Now, though, the whole world is in stimulus mode, the global economy is anticipating a vaccine-powered recovery, and the U.S. dollar could be headed into a multi-year downtrend.

All of that favors a new commodity supercycle getting underway, and possibly lasting longer this time.

The basic idea behind a commodity supercycle is that global demand for commodities shifts upward in a fundamental, structural type of way, with the elevated demand trend so strong that it takes decades for production to catch up.
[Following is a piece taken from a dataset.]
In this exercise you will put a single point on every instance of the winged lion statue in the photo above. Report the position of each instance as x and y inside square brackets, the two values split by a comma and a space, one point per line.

There are five potential drivers for seeing that kind of structural demand shift in the years to come: Green energy initiatives; FDR-style infrastructure projects; reworked home spaces in a post-pandemic world; urban center renewal; and emerging market growth. To briefly cover each:

  • Green energy initiatives, along the lines of ramping up renewable energy sources, phasing out internal combustion engines, retro-fitting buildings for energy efficiency, and moving toward net-zero carbon emissions, could require trillions of dollars of spending over the next few decades — much of it oriented toward green energy projects that will utilize base metals and other commodity staples.
  • FDR-style infrastructure projects, of the kind President Franklin Roosevelt used to create jobs in the Great Depression, could be popular all over the world in the coming decades, especially given that rich, industrial countries like the U.S. and Germany are in dire need of long-term infrastructure repairs. An overhaul of roads, bridges, power stations, transportation networks, and more could be a powerful source of demand for raw materials.
  • For knowledge workers and those whose jobs enable it, the transition to work from home (WFH) is not going away, with millions of workers likely to adopt WFH conditions either permanently or part-time (one or two days per week) after the pandemic. This shift is spurring a deep rethink of home-based needs, with an emphasis on more square footage (to make room for that home office), more home-based amenities, more green appliances, and so on. This means lots of construction and plenty of new gadgets, bullish for copper and other raw materials.
  • As cities see a transition away from office buildings and corporate real estate, an opportunity will arise to transform urban centers and make them more livable. That means more outdoor dining, more green buildings, more mixed-use residential space, more reclamation of parking spaces (with fewer cars coming in) — and lots of construction to make it happen, once again driving a structural demand for raw materials.
  • Emerging markets were largely ignored and left in the cold for the decade following the global financial crisis. Investors’ attention was instead fixated on big tech and opportunities within the United States. Now, though, the U.S. dollar may have registered a long-term peak, and emerging-market assets look highly attractive relative to overvalued U.S. equities — especially if a structural bull market in commodities is increasing their revenues and profits, creating a virtuous cycle of more direct investment and more local growth. The build-out of domestic consumer demand — those “three billion new capitalists” making their way toward middle-class status — could then further drive raw materials demand.

The other two factors favoring a commodity supercycle outlook are the twilight of the U.S. dollar as the world’s reserve currency — it won’t crash or go to zero, but it seems hardly possible the dollar will continue to hold a 60% market share of central bank reserves — and the incredibly overvalued nature of U.S. equity names, particularly technology names.

If emerging markets can catch the twin tailwinds of a weakening dollar and rising commodity prices —  both of which act like stimulus for their commodity-oriented economies — we could see a virtuous circle in which more demand for commodities translates into more demand for  emerging-market assets, which in turn causes the dollar to weaken further as investor capital flows out of the U.S., with the weaker dollar then boosting commodities further and strengthening the cycle even more.